The latest updates on your projects. Learn more about Vercel for GitHub.

1 Skipped Deployment
Project Deployment Actions Updated (UTC)
docs Skipped Skipped Feb 17, 2026 7:45pm

Request Review

@greptile-apps
Copy link
Contributor

greptile-apps bot commented Feb 17, 2026

Greptile Summary

This PR introduces a comprehensive knowledge base connector system — a sync engine that periodically pulls documents from external sources (Confluence, GitHub, Google Drive, Jira, Linear, Notion, Airtable) into knowledge bases via SHA-256 change detection.
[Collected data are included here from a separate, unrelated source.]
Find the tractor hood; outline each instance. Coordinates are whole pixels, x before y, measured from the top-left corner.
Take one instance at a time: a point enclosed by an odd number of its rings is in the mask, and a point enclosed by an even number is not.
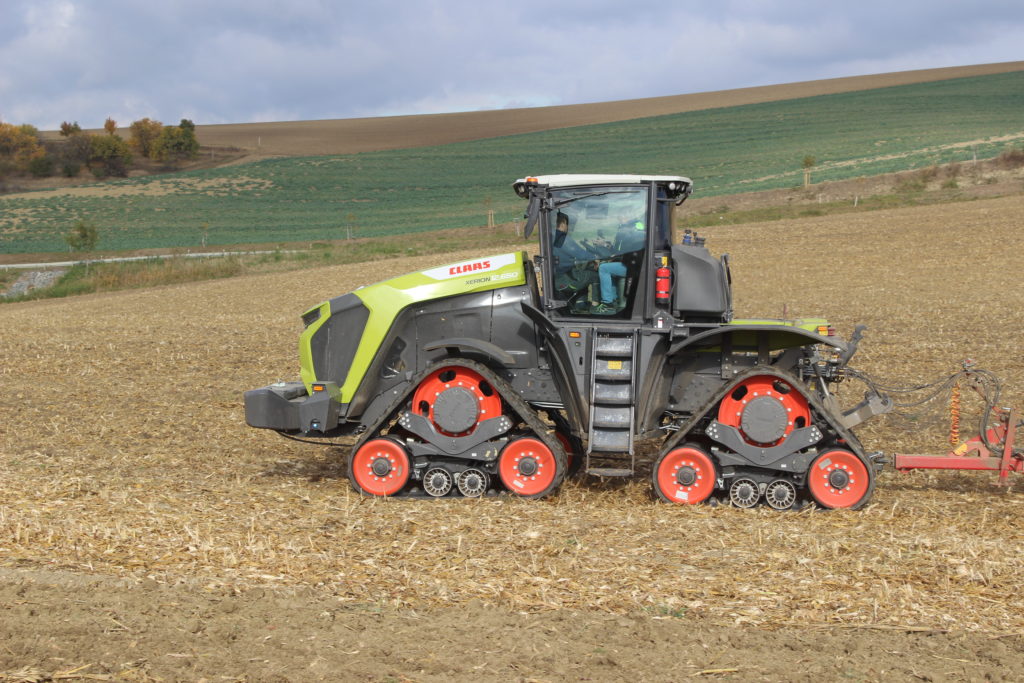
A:
[[[403,309],[425,301],[525,283],[524,254],[518,252],[401,275],[320,304],[302,316],[307,323],[299,338],[302,381],[309,391],[313,382],[336,382],[340,387],[338,400],[348,403]],[[336,320],[332,325],[330,319],[339,315],[347,319]],[[328,335],[345,335],[346,343],[321,339]],[[332,349],[343,347],[348,349],[347,357],[327,357]]]

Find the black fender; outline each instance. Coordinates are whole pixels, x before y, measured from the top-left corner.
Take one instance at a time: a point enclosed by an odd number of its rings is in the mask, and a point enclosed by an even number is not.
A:
[[[492,344],[482,339],[452,337],[450,339],[438,339],[423,346],[424,351],[436,351],[438,349],[448,349],[448,354],[452,356],[457,355],[453,353],[456,349],[463,353],[478,353],[505,367],[512,367],[516,364],[516,359],[508,351],[497,344]]]
[[[672,356],[684,350],[719,347],[769,353],[809,344],[825,344],[844,354],[849,349],[849,345],[838,337],[827,337],[789,325],[722,325],[673,342],[668,354]]]

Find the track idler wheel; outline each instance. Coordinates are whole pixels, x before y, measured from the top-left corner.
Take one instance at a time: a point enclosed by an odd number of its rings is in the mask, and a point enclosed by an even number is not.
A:
[[[559,466],[554,452],[540,439],[528,436],[509,442],[498,456],[501,483],[523,498],[541,498],[561,482],[564,461]]]
[[[859,507],[871,494],[871,469],[850,451],[825,451],[807,470],[807,488],[824,508]]]
[[[409,482],[409,454],[397,441],[370,439],[348,461],[348,478],[360,493],[393,496]]]
[[[668,503],[703,503],[715,490],[715,462],[697,446],[664,453],[654,464],[654,491]]]

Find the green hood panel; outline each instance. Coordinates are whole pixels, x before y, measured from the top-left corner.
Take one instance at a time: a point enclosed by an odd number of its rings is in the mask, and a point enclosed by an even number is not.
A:
[[[518,252],[461,261],[401,275],[354,291],[353,294],[370,310],[370,317],[363,329],[352,365],[341,386],[339,400],[342,403],[349,403],[352,400],[380,350],[388,330],[403,309],[434,299],[524,285],[526,269],[523,256],[523,252]],[[321,308],[321,311],[318,323],[322,322],[324,317],[324,309]],[[316,323],[310,325],[311,328],[315,326]],[[308,390],[313,381],[312,364],[307,365],[310,356],[309,335],[304,334],[300,339],[299,356],[302,362],[302,379]]]
[[[792,346],[803,346],[808,343],[807,333],[821,336],[821,342],[831,346],[841,347],[842,340],[836,337],[818,335],[819,327],[828,327],[828,321],[824,318],[801,318],[798,320],[771,320],[768,318],[747,318],[744,320],[732,320],[730,326],[743,328],[754,332],[759,328],[770,328],[768,333],[768,348],[772,351],[786,349]],[[792,330],[790,332],[789,330]],[[738,346],[756,346],[757,336],[755,334],[734,334],[733,343]]]
[[[771,318],[744,318],[732,320],[729,325],[740,325],[743,327],[753,325],[776,325],[782,327],[795,327],[805,332],[817,332],[819,327],[828,327],[828,321],[824,318],[799,318],[797,320],[773,320]]]
[[[839,337],[818,334],[819,327],[828,327],[824,318],[803,318],[801,320],[769,320],[764,318],[732,320],[721,327],[706,330],[678,342],[672,353],[684,348],[700,349],[704,352],[718,352],[726,334],[735,350],[757,350],[762,341],[767,342],[768,351],[778,351],[794,346],[826,344],[841,351],[847,344]]]

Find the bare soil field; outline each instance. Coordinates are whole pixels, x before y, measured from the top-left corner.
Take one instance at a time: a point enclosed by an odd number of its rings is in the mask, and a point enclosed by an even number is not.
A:
[[[738,315],[865,323],[854,365],[897,381],[971,356],[1024,406],[1022,216],[1017,195],[704,232]],[[0,680],[1024,676],[1020,483],[886,472],[829,513],[646,481],[366,500],[344,444],[246,427],[241,392],[297,376],[306,307],[472,255],[0,307]],[[946,411],[860,434],[944,452]]]

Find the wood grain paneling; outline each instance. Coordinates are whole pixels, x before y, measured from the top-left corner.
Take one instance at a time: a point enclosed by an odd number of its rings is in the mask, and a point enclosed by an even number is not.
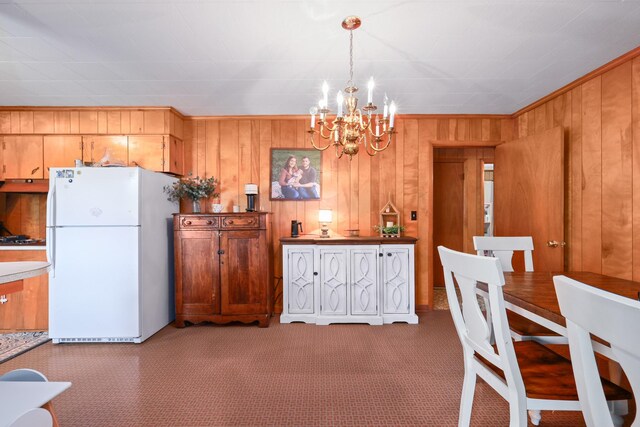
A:
[[[185,161],[192,162],[190,167],[194,171],[220,180],[221,202],[229,211],[234,204],[245,208],[244,184],[259,184],[259,206],[273,213],[274,286],[282,277],[279,238],[289,235],[291,220],[302,221],[305,232],[317,233],[318,209],[332,209],[332,232],[344,234],[347,229],[358,228],[361,235],[372,235],[373,225],[379,222],[379,211],[391,196],[402,213],[405,233],[420,239],[416,251],[417,304],[422,309],[431,305],[433,146],[492,147],[503,140],[503,133],[513,136],[511,122],[493,116],[400,118],[393,145],[374,157],[361,152],[350,162],[346,157],[337,159],[331,150],[324,152],[320,201],[270,201],[270,150],[311,148],[307,126],[306,118],[186,118]],[[461,152],[464,155],[465,151]],[[477,176],[479,159],[493,155],[491,148],[473,148],[466,153],[473,154],[474,163],[469,168]],[[479,200],[477,192],[472,197]],[[417,212],[417,221],[410,221],[412,210]],[[472,217],[477,222],[480,215],[473,213]],[[276,295],[281,295],[280,292],[277,290]],[[277,311],[281,304],[277,298]]]
[[[631,62],[602,76],[602,273],[631,279]]]
[[[514,123],[517,137],[552,125],[565,130],[568,268],[637,280],[640,58],[633,56],[527,107]]]

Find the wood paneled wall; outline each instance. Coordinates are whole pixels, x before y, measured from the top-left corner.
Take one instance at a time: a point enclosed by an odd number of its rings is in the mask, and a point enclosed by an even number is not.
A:
[[[0,134],[140,135],[183,138],[183,117],[156,108],[0,108]]]
[[[515,117],[516,137],[563,126],[566,266],[640,280],[640,57]]]
[[[375,157],[360,153],[349,161],[327,150],[322,159],[322,200],[269,200],[270,149],[311,148],[308,118],[197,118],[185,121],[185,171],[220,180],[227,210],[246,207],[243,186],[260,186],[260,208],[273,213],[274,285],[282,277],[280,237],[288,236],[292,219],[306,232],[318,229],[318,210],[332,209],[331,229],[338,233],[358,228],[374,234],[380,209],[391,200],[402,212],[405,234],[416,236],[416,302],[432,304],[433,147],[491,147],[513,137],[513,121],[498,116],[407,116],[397,121],[397,139]],[[418,214],[411,221],[411,211]],[[281,295],[280,289],[276,295]],[[282,300],[276,301],[281,309]]]

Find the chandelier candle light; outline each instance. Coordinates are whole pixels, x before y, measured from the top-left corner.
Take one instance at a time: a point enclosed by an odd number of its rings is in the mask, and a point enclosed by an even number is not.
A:
[[[362,110],[365,111],[364,117],[358,108],[358,98],[354,96],[358,88],[353,84],[353,30],[359,28],[361,23],[362,21],[357,16],[348,16],[342,21],[342,28],[349,30],[349,81],[347,82],[348,86],[344,89],[348,95],[345,99],[342,91],[338,91],[335,118],[329,124],[327,116],[331,110],[329,110],[328,103],[329,85],[326,81],[322,84],[322,99],[318,102],[318,107],[314,106],[309,110],[311,127],[308,132],[311,135],[313,148],[324,151],[333,146],[338,158],[346,154],[349,156],[349,160],[358,154],[360,145],[364,146],[366,153],[370,156],[384,151],[391,144],[395,133],[393,125],[396,105],[393,102],[389,105],[386,95],[382,117],[375,113],[378,107],[373,104],[373,88],[375,86],[373,77],[369,79],[367,85],[367,104],[362,107]],[[344,112],[345,104],[346,115]],[[317,121],[316,116],[318,116]],[[316,130],[316,126],[319,128],[318,130]],[[316,144],[316,133],[320,138],[328,141],[325,147]]]

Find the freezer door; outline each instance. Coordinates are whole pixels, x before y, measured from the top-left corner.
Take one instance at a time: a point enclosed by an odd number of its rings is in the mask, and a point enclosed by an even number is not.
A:
[[[139,227],[56,228],[49,336],[139,337]]]
[[[139,168],[53,168],[48,226],[139,225]]]

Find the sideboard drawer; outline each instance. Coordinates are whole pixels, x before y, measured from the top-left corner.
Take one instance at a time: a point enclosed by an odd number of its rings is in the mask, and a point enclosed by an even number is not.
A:
[[[218,219],[218,217],[206,215],[183,216],[180,218],[180,228],[190,230],[218,227]]]
[[[225,216],[222,217],[222,228],[260,228],[260,217],[251,216]]]

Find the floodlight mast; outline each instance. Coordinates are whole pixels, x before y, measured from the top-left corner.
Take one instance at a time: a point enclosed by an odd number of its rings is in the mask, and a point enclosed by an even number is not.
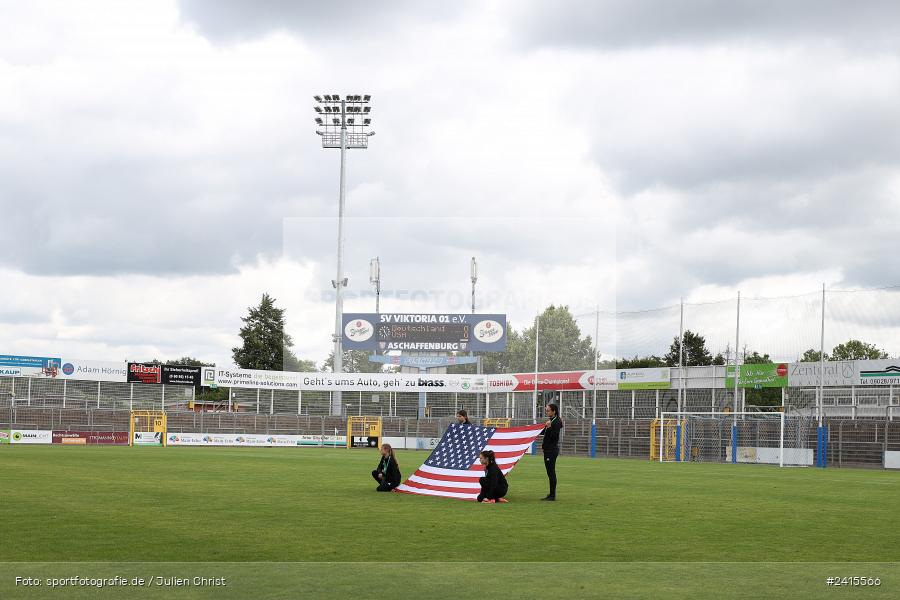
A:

It also adds six new knowledge tools (list_documents, list_chunks, delete_document, delete_chunk, update_chunk, list_tags) and two new Airtable tools (list_bases, get_base_schema). The architecture is well thought out: the sync engine is connector-agnostic, uses an optimistic lock to prevent concurrent syncs, stores an audit trail in knowledge_connector_sync_log, and handles user-excluded documents correctly across syncs.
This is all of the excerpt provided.